Add BufferExec execution plan #19760

gabotechs · 2026-01-12T08:54:06Z

Which issue does this PR close?

Closes #.

Rationale for this change

This is a PR from a batch of PRs that attempt to improve performance in hash joins:

It adds a building block that allows eagerly collecting data on the probe side of a hash join before the build side is finished.

Even if the intended use case is for hash joins, the new execution node is generic and is designed to work anywhere in the plan.

What changes are included in this PR?

Note

The new BufferExec node introduced in this PR is still not wired up automatically

Adds a new BufferExec node that can buffer up to a certain size in bytes for each partition eagerly performing work that otherwise would be delayed.

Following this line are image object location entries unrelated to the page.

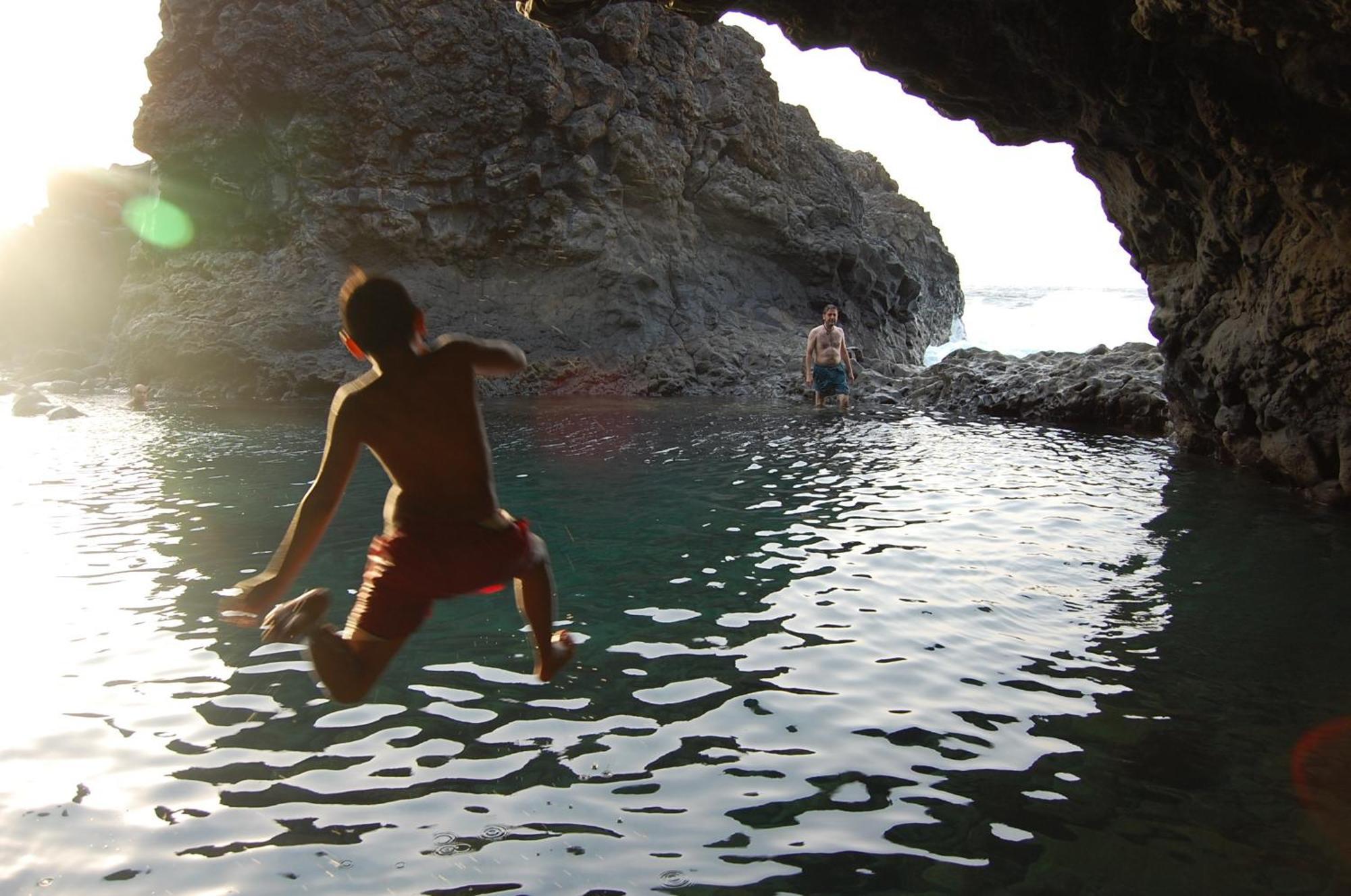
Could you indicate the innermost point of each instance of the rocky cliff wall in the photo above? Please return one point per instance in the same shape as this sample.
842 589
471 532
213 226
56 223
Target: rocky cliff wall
625 197
1218 132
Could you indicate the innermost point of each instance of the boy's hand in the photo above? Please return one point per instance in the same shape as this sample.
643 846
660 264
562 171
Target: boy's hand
255 597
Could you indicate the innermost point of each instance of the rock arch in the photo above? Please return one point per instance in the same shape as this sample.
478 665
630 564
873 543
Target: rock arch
1217 132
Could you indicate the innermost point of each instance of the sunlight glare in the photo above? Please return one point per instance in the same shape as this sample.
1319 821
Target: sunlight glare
74 72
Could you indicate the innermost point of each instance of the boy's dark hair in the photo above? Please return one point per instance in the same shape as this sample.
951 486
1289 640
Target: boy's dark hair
376 312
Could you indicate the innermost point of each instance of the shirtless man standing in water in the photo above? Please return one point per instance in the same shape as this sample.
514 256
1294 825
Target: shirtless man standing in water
445 535
827 366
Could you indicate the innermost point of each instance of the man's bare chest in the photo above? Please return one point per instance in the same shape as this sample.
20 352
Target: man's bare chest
830 339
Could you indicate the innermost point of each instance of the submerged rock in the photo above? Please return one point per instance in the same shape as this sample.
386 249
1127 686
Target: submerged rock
66 412
32 404
628 200
1118 388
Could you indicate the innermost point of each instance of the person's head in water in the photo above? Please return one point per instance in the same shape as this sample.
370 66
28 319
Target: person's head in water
378 315
140 397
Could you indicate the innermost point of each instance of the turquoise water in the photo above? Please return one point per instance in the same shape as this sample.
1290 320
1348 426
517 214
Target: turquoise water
888 654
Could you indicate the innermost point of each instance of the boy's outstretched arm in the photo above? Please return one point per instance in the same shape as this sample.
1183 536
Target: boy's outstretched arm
494 357
261 591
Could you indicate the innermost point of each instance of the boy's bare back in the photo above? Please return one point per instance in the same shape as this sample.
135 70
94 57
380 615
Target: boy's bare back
424 424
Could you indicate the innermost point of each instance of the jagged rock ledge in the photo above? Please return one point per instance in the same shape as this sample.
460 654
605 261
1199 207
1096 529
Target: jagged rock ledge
1119 388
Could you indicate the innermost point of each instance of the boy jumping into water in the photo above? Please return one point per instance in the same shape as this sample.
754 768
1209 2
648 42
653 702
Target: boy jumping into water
823 366
418 411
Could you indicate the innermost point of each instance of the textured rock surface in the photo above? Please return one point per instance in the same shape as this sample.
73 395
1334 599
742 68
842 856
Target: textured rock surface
1218 132
1118 389
626 199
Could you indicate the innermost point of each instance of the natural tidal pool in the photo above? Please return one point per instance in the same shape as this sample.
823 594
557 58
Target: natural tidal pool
880 654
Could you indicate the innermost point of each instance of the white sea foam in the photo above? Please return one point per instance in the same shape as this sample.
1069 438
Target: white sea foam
1025 320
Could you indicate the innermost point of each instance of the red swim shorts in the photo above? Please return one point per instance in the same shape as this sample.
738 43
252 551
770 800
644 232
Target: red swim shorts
406 573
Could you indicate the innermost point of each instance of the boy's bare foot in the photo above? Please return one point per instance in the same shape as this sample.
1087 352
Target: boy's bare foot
560 652
297 620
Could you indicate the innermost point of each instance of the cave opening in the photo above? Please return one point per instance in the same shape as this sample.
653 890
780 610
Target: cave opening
1041 263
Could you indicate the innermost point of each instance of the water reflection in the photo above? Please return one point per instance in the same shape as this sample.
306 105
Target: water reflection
880 654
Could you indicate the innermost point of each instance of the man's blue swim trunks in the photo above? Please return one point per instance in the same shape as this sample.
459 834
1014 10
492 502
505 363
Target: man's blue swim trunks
830 381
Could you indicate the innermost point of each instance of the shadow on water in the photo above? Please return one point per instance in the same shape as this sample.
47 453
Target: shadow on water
825 655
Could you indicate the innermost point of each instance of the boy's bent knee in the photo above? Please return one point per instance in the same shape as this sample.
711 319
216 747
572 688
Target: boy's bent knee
538 550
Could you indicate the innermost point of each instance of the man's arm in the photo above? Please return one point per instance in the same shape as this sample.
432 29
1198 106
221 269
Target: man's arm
307 527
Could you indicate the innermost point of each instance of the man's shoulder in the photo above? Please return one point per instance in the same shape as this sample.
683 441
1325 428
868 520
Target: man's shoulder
355 388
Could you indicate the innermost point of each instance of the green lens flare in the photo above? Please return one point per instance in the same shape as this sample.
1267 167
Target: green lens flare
157 221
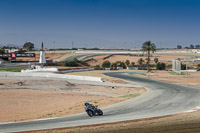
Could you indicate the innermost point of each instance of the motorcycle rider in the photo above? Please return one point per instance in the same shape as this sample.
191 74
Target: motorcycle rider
89 105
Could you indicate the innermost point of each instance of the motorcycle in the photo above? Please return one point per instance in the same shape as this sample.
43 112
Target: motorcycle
93 111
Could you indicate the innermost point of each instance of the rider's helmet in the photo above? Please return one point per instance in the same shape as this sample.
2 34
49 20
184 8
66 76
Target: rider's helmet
86 103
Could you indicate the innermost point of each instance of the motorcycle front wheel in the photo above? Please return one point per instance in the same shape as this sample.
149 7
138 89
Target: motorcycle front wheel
90 113
100 112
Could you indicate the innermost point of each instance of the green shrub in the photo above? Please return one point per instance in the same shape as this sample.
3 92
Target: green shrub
106 64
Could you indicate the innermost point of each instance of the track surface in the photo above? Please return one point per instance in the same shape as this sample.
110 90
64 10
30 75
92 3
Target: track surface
162 99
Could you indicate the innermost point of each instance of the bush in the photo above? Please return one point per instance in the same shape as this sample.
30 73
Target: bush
119 64
161 66
106 64
97 66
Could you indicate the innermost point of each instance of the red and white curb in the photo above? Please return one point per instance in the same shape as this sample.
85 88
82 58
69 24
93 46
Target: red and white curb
193 110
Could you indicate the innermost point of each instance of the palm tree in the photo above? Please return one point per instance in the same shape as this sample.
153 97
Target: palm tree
148 47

Schematically, it looks like this:

             ┌───────────────────────────┐
             │        BufferExec         │
             │                           │
             │┌────── Partition 0 ──────┐│
             ││            ┌────┐ ┌────┐││       ┌────┐
 ──background poll────────▶│    │ │    ├┼┼───────▶    │
             ││            └────┘ └────┘││       └────┘
             │└─────────────────────────┘│
             │┌────── Partition 1 ──────┐│
             ││     ┌────┐ ┌────┐ ┌────┐││       ┌────┐
 ──background poll─▶│    │ │    │ │    ├┼┼───────▶    │
             ││     └────┘ └────┘ └────┘││       └────┘
             │└─────────────────────────┘│
             │                           │
             │           ...             │
             │                           │
             │┌────── Partition N ──────┐│
             ││                   ┌────┐││       ┌────┐
 ──background poll───────────────▶│    ├┼┼───────▶    │
             ││                   └────┘││       └────┘
             │└─────────────────────────┘│
             └───────────────────────────┘

Are these changes tested?

yes, by new unit tests

Are there any user-facing changes?

users can import a new BufferExec execution plan in their codebase, but no internal usage is shipped yet in this PR.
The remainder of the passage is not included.